In our new series, FB Academy, giving practical ‘how-to’ advice to families, Andrew Keyt, clinical professor at Chicago’s Loyola University, likens bringing on a non-family leader to Thanksgiving.
The traditional model of family business succession is built on a parent passing leadership of the family company to one of their children. As the Millennial generation comes of age, family businesses are increasingly turning to non-family members to lead their family companies.
As family businesses grow in size and complexity they will need to lean on the skill-sets of non-family members to meet the challenges of a dynamic market place. The natural evolution of this is the move towards “professionalisation” of management. Too often this term is used to imply that family members are not capable of building or employing sophisticated management techniques, but in the context of this article, we will use this term to describe management and governance by highly qualified individuals who are not the patriarch or matriarch.
This shift to non-family management has arisen for a variety of reasons. Growing up in the shadows of vaunted entrepreneurs can make it difficult for the next generation to find a path to leadership that is true to who they are. My conversations with the next generation have revealed several reasons why families choose to look outside the family for leadership of the business.
• The next generation isn’t ready for leadership
• The next generation isn’t interested in leadership
• The next generation isn’t qualified for leadership.
But this does not mean that a family must sell the family business. Non-family chief executives are increasingly a viable option.
The biggest change in mindset for a family to make in this process is to shift from a management to an ownership mentality. Making this shift requires the family to be clear about the difference between the role of owner and the role of manager. As owners they must provide a clear sense of values, mission, and vision to guide the non-family chief executive and the management team in creating a viable strategic plan for the business.
The crux of an ownership mentality is building a culture of strong governance. The four factors that we will share here are based on work done with my colleagues, Dr Joe Astrachan and Dr Tim Blumentritt.
Four factors in successful relationships between family firms and non-family chief executives
Make no mistake: non-family chief executives must be highly capable performers, regardless of the means whereby they attain their positions. But family firms expect character and integrity as well. In fact, when hiring and governing outside executives, family businesses tend to rely more on trust and comfort than they do on structured control mechanisms.
A strong board
First, a strong board acts as a buffer between the family and the non-family leader. A family can deliver too many or too few opinions about what members expect the non-family chief executive to achieve. While the voices of stakeholders and shareholders must be given weight, no chief executive could reasonably spend time, energy, or social capital responding to every family member or constantly defending his/her strategic decisions. As one non-family chief executive shared…
Comfort with family dynamics and values
While non-family chief executives are hired to move the firm forward, they also must be adept at navigating interpersonal dynamics while gathering support for their business decisions. Successful non-family chief executives will share the family’s values and will strive to understand what the family expects of them, while avoiding entanglements in family politics.
A family council
A family council is a representative governance group elected to deal with family issues, draft family policy, and adjudicate and execute charitable and other distributions. A council provides a structured forum for airing family issues and opinions about business activities in ways designed to minimise impact on the firm’s competitive performance and intrusion on the chief executive’s role.

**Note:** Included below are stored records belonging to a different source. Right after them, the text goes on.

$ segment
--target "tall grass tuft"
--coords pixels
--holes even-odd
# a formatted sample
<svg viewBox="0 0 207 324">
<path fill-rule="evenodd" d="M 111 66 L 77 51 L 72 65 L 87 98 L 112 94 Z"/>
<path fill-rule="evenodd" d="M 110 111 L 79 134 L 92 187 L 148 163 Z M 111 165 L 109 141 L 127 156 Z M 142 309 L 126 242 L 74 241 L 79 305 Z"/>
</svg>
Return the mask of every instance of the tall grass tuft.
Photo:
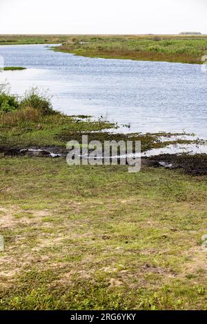
<svg viewBox="0 0 207 324">
<path fill-rule="evenodd" d="M 24 98 L 20 102 L 21 109 L 32 108 L 37 110 L 43 114 L 51 114 L 55 112 L 52 110 L 50 98 L 46 92 L 33 88 L 25 94 Z"/>
<path fill-rule="evenodd" d="M 2 127 L 20 126 L 28 122 L 40 121 L 41 112 L 34 108 L 25 108 L 0 114 L 0 125 Z"/>
</svg>

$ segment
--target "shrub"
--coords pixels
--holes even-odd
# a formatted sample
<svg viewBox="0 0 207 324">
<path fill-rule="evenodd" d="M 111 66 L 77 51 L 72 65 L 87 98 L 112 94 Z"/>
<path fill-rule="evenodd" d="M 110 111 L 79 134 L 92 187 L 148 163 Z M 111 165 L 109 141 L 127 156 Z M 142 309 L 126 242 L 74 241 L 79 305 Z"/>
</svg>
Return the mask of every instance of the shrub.
<svg viewBox="0 0 207 324">
<path fill-rule="evenodd" d="M 9 94 L 8 85 L 0 84 L 0 113 L 12 112 L 19 108 L 16 96 Z"/>
<path fill-rule="evenodd" d="M 18 126 L 23 123 L 39 122 L 42 114 L 37 109 L 26 108 L 0 114 L 0 125 L 6 127 Z"/>
<path fill-rule="evenodd" d="M 46 92 L 41 92 L 36 88 L 26 92 L 24 98 L 20 102 L 20 108 L 37 109 L 43 114 L 55 112 L 52 110 L 50 99 Z"/>
</svg>

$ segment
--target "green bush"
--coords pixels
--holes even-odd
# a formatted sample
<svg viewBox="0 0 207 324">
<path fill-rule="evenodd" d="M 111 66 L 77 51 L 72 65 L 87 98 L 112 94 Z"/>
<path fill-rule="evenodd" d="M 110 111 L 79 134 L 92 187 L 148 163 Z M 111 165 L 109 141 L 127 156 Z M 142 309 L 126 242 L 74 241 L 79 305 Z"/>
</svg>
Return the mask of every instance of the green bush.
<svg viewBox="0 0 207 324">
<path fill-rule="evenodd" d="M 0 92 L 0 113 L 12 112 L 19 108 L 19 104 L 15 96 Z"/>
<path fill-rule="evenodd" d="M 26 92 L 24 98 L 20 102 L 20 108 L 37 109 L 43 114 L 54 113 L 50 98 L 37 88 L 32 88 Z"/>
</svg>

Successful non-family chief executives often develop a heartfelt affinity for and identification with the family. Non-family chief executives who lack that affinity—in favour of an exclusive focus on business performance and compensation—will likely experience a disappointing tenure.

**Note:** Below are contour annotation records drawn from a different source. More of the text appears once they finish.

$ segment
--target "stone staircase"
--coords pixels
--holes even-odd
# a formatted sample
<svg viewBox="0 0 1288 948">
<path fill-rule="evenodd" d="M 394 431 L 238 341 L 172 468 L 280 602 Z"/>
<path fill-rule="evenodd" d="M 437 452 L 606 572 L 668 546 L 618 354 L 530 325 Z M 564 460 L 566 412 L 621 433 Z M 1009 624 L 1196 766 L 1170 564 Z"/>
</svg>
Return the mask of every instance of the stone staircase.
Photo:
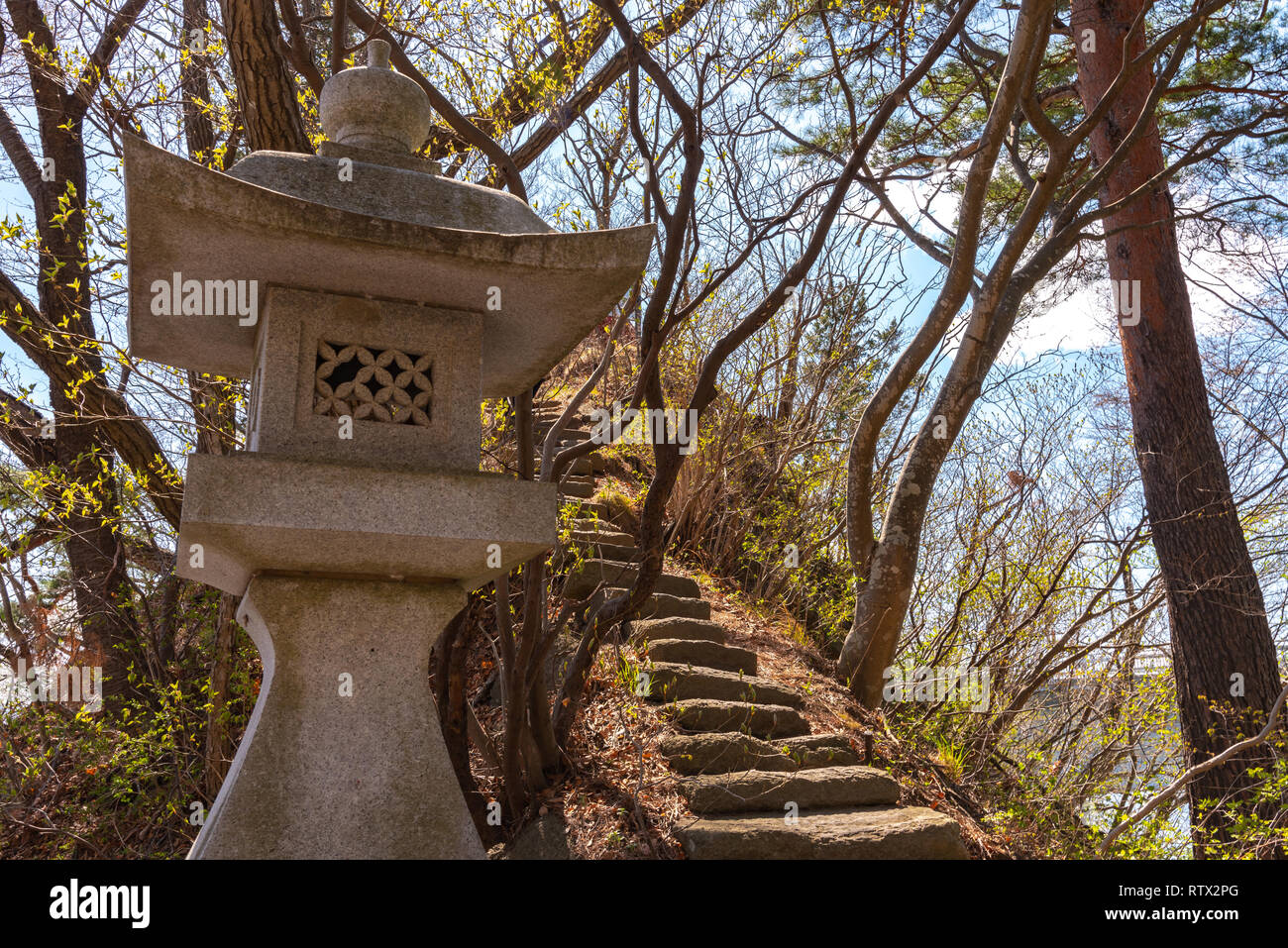
<svg viewBox="0 0 1288 948">
<path fill-rule="evenodd" d="M 538 443 L 558 410 L 535 411 Z M 589 438 L 585 417 L 564 444 Z M 639 551 L 604 505 L 586 498 L 603 470 L 581 459 L 560 484 L 581 500 L 573 542 L 585 559 L 564 594 L 629 587 Z M 690 859 L 960 859 L 957 822 L 935 810 L 898 806 L 899 786 L 864 766 L 845 734 L 811 734 L 802 696 L 756 674 L 757 656 L 725 641 L 698 583 L 663 573 L 627 632 L 647 652 L 641 690 L 667 702 L 681 733 L 661 752 L 679 775 L 693 822 L 677 831 Z"/>
</svg>

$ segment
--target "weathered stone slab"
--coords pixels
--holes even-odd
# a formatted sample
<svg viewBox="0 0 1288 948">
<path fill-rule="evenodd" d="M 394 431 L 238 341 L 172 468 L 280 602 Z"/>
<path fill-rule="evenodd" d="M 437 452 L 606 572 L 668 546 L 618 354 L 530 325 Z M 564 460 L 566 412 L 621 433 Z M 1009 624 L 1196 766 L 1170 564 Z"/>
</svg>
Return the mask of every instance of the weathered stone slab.
<svg viewBox="0 0 1288 948">
<path fill-rule="evenodd" d="M 820 766 L 792 773 L 750 770 L 705 774 L 680 782 L 680 793 L 694 813 L 773 811 L 788 804 L 806 809 L 871 806 L 899 800 L 899 784 L 871 766 Z"/>
<path fill-rule="evenodd" d="M 639 565 L 635 563 L 587 559 L 568 576 L 564 595 L 569 599 L 583 599 L 600 583 L 613 589 L 625 589 L 635 583 L 639 572 Z M 688 576 L 676 576 L 675 573 L 662 573 L 657 577 L 657 585 L 653 589 L 666 595 L 692 599 L 698 598 L 702 592 L 697 582 Z"/>
<path fill-rule="evenodd" d="M 756 653 L 734 645 L 702 639 L 652 639 L 648 647 L 654 662 L 717 668 L 743 675 L 756 674 Z"/>
<path fill-rule="evenodd" d="M 724 641 L 725 630 L 708 618 L 688 618 L 671 616 L 667 618 L 632 618 L 627 632 L 634 639 L 656 641 L 657 639 L 697 639 L 702 641 Z"/>
<path fill-rule="evenodd" d="M 762 705 L 800 707 L 801 696 L 791 688 L 756 675 L 738 675 L 715 668 L 652 662 L 648 666 L 652 697 L 658 701 L 712 698 L 715 701 L 747 701 Z"/>
<path fill-rule="evenodd" d="M 728 774 L 735 770 L 784 773 L 799 769 L 784 754 L 784 741 L 770 743 L 751 734 L 668 734 L 658 744 L 667 766 L 679 774 Z"/>
<path fill-rule="evenodd" d="M 706 599 L 693 599 L 690 596 L 671 596 L 666 592 L 654 592 L 640 608 L 639 617 L 643 618 L 711 618 L 711 603 Z"/>
<path fill-rule="evenodd" d="M 793 708 L 742 701 L 679 701 L 675 723 L 685 730 L 734 730 L 770 739 L 809 733 L 809 721 Z"/>
<path fill-rule="evenodd" d="M 909 806 L 732 814 L 676 831 L 690 859 L 965 859 L 957 820 Z"/>
</svg>

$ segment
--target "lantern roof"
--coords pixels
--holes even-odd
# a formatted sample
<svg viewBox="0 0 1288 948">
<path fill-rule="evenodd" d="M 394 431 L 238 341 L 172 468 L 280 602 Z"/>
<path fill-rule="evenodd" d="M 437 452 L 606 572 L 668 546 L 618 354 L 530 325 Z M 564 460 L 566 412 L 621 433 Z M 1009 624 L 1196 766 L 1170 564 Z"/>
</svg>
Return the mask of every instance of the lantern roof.
<svg viewBox="0 0 1288 948">
<path fill-rule="evenodd" d="M 518 197 L 417 158 L 428 98 L 375 52 L 323 88 L 323 129 L 341 140 L 319 155 L 260 151 L 220 173 L 126 137 L 135 356 L 249 377 L 258 316 L 220 304 L 289 286 L 482 312 L 482 394 L 513 395 L 639 280 L 652 225 L 559 233 Z M 214 308 L 185 310 L 189 291 Z"/>
</svg>

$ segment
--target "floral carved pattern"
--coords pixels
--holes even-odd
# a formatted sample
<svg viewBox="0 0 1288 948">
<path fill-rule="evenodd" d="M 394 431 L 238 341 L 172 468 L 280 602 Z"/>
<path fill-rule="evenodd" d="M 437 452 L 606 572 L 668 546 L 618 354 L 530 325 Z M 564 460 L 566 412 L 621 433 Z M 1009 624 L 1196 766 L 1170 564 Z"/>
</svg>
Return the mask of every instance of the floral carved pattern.
<svg viewBox="0 0 1288 948">
<path fill-rule="evenodd" d="M 318 340 L 314 415 L 429 425 L 429 356 Z"/>
</svg>

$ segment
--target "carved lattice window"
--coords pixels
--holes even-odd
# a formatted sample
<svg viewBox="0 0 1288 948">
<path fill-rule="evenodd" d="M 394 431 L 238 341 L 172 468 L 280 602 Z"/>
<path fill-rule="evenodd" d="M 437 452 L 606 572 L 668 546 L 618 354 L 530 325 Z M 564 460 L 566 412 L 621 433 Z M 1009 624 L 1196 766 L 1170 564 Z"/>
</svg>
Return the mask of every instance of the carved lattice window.
<svg viewBox="0 0 1288 948">
<path fill-rule="evenodd" d="M 429 356 L 318 340 L 313 412 L 429 425 Z"/>
</svg>

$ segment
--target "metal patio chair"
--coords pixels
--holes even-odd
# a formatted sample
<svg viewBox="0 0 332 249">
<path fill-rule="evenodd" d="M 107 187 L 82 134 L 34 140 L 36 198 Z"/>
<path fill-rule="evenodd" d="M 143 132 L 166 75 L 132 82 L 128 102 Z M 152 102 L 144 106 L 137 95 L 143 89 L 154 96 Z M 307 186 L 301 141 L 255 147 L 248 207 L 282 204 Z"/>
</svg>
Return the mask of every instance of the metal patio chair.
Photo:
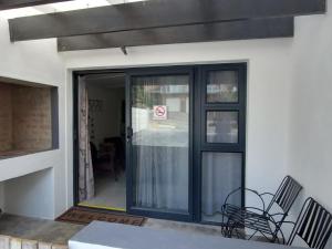
<svg viewBox="0 0 332 249">
<path fill-rule="evenodd" d="M 243 190 L 238 188 L 231 191 L 221 207 L 222 225 L 221 232 L 225 237 L 231 238 L 236 235 L 238 238 L 250 240 L 257 234 L 263 236 L 270 242 L 284 243 L 284 236 L 281 226 L 288 216 L 290 208 L 295 201 L 302 186 L 291 176 L 283 178 L 276 194 L 262 193 L 245 188 L 246 191 L 253 193 L 261 200 L 262 208 L 259 207 L 238 207 L 228 203 L 229 198 Z M 271 201 L 266 206 L 264 196 L 271 196 Z M 281 211 L 273 212 L 273 208 L 279 207 Z M 253 230 L 252 235 L 246 237 L 240 229 L 249 228 Z M 281 236 L 281 240 L 279 238 Z"/>
<path fill-rule="evenodd" d="M 332 215 L 310 197 L 302 207 L 287 245 L 291 246 L 299 237 L 310 248 L 324 249 L 331 234 Z"/>
</svg>

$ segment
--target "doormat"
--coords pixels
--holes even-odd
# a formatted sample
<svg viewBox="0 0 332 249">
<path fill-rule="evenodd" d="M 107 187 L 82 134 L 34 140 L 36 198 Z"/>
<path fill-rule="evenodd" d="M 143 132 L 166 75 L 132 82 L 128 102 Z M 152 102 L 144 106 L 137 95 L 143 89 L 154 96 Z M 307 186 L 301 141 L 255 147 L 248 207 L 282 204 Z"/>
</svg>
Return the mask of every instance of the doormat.
<svg viewBox="0 0 332 249">
<path fill-rule="evenodd" d="M 133 226 L 143 226 L 145 218 L 129 215 L 118 215 L 106 211 L 91 210 L 86 208 L 73 207 L 61 215 L 55 221 L 71 222 L 79 225 L 89 225 L 90 222 L 98 220 L 114 224 L 125 224 Z"/>
</svg>

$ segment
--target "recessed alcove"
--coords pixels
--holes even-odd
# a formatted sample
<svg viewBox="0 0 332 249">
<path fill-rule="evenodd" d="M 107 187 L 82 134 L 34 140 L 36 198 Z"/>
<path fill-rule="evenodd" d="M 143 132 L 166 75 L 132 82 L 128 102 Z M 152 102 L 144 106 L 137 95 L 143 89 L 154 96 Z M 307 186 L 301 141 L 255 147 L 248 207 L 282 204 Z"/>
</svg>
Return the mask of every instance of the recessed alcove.
<svg viewBox="0 0 332 249">
<path fill-rule="evenodd" d="M 58 147 L 58 87 L 0 77 L 0 159 Z"/>
</svg>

The family can improve the non-family chief executive’s odds for delivering solid performance by using a family council structure to insulate the chief executive from the potentially messy process of distilling individual preferences into a coherent set of objectives. These objectives and expectations can then be clearly communicated to the chief executive.
During a generational transition, a non-family chief executive may be asked to help instill in younger family members the skills important for eventual ascension to the chief executive position. Successful non-family chief executives in a mentorship role will require a very clear sense of their place in the family firm’s history, and a willingness to be subservient to the longer-term processes of which they are a part.

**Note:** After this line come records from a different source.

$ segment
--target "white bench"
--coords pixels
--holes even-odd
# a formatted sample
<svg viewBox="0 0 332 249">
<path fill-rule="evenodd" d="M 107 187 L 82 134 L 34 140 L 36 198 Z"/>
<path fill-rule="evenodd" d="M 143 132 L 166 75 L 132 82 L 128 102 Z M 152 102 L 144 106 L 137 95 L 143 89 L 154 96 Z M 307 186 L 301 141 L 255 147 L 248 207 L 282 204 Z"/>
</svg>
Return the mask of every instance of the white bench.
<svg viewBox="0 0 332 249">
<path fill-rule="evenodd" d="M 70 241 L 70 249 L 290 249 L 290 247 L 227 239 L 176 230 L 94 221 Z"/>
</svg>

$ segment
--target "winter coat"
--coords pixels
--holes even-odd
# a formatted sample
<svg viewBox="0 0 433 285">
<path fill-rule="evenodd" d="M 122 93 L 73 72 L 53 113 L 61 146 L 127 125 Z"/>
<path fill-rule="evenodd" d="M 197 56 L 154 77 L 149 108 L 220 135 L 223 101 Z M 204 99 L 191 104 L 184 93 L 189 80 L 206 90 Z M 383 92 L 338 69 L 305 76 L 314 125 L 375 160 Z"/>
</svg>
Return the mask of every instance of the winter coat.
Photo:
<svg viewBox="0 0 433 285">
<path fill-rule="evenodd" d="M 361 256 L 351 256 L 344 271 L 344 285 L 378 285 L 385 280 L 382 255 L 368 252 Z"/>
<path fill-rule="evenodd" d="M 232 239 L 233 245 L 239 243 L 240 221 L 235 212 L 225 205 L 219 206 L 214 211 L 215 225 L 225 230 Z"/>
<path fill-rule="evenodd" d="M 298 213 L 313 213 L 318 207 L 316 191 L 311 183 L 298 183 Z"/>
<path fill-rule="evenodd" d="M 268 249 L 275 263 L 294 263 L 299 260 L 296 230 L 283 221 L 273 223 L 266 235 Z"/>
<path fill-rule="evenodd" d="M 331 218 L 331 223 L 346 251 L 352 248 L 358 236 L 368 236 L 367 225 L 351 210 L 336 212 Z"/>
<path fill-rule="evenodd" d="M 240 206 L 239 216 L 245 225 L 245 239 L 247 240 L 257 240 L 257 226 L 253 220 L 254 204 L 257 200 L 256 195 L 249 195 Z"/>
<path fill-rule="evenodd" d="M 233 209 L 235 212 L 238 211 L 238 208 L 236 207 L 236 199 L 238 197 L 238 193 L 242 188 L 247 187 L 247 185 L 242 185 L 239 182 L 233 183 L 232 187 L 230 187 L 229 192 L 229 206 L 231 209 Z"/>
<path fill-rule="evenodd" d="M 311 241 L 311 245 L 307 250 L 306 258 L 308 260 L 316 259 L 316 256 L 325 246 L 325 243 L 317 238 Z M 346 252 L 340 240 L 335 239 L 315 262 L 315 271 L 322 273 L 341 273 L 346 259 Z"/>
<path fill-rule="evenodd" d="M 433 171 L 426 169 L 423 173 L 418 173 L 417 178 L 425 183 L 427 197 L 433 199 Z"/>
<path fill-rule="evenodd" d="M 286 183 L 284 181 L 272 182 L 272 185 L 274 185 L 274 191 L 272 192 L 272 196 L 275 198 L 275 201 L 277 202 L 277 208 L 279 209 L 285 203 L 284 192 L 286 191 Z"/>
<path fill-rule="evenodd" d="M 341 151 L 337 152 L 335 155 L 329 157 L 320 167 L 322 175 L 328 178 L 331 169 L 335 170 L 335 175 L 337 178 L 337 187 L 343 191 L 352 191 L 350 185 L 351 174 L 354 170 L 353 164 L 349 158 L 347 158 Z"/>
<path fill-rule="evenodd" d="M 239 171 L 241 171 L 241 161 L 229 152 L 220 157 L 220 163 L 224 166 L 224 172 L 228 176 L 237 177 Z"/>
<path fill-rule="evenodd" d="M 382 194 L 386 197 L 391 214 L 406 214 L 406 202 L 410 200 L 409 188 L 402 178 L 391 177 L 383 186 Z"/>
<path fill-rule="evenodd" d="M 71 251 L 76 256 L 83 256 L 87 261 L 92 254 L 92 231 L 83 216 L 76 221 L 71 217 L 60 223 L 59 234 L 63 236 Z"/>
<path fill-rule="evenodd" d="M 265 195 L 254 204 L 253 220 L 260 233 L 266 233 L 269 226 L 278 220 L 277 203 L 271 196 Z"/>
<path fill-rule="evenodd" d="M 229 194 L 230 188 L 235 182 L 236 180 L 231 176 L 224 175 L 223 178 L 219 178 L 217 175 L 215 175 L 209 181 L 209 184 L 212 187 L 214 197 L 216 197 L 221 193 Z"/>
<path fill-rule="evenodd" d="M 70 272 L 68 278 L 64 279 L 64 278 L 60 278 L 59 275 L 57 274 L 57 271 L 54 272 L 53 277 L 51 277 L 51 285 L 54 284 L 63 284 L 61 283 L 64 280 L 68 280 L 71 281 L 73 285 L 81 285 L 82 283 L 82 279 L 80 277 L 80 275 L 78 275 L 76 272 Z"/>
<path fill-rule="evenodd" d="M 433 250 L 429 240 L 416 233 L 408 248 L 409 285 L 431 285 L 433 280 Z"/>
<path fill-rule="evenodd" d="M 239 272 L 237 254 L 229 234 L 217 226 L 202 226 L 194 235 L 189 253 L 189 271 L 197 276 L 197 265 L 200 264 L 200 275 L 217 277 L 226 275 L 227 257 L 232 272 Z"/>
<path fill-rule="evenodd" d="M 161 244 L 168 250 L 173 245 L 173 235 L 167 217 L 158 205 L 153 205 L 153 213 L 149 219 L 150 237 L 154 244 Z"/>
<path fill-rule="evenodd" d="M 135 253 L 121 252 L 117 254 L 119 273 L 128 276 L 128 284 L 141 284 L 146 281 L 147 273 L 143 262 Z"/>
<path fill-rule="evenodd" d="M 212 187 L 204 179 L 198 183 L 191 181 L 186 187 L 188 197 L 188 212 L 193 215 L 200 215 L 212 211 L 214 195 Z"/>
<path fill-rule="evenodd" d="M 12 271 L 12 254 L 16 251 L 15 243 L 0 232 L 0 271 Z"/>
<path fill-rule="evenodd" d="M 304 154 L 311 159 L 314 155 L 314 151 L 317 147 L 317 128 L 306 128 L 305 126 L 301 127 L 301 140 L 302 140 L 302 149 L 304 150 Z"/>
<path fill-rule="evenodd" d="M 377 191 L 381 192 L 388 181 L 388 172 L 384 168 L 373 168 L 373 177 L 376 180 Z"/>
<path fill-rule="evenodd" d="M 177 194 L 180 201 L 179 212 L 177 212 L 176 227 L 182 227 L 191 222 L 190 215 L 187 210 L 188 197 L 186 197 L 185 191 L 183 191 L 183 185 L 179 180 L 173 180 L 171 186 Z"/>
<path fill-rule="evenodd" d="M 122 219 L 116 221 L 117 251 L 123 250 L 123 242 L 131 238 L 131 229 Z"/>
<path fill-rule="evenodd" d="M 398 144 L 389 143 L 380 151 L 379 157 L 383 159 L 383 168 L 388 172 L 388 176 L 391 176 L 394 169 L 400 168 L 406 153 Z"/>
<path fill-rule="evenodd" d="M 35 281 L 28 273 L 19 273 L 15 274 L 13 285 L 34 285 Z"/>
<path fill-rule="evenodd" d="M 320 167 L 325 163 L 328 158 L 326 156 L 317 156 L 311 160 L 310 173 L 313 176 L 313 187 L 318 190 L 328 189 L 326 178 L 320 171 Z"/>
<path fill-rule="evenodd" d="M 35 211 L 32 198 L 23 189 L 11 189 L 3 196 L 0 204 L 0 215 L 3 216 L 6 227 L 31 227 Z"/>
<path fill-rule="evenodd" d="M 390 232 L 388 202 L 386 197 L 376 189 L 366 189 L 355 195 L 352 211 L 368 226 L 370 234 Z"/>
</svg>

Challenges in selecting a non-family chief executive
To begin evaluating candidates, a family can develop a framework by analysing its life stage and current needs. A company facing a business crisis may require a chief executive with certain skills or experiences that family members do not possess. A business seeking a leader to act as a bridge between generations will likely want a candidate who can also mentor the future family chief executive. While a bridge chief executive may come from among the long-time employees in the firm, a crisis chief executive likely will not. Still other families may chose to hire a permanent non-family chief executive, reducing or eliminating their participation in active management in favour of their ownership role.
There is no doubt that non-family chief executives are an emerging trend in the field of family business. Our findings show that family businesses can structure themselves and govern their non-family chief executives to bolster the non-family chief executive’s ability to move the firm forward while interacting with the family in productive and rewarding ways.
We suggest thinking of successful non-family chief executives as guests at Thanksgiving dinner who are asked to prepare the turkey. They are invited into something dear to the family and are trusted with a key part of its activities, but they remain guests. The best non-family chief executives will have the personalities, skills, and motivation to thrive in such settings—generating financial and emotional rewards for all involved.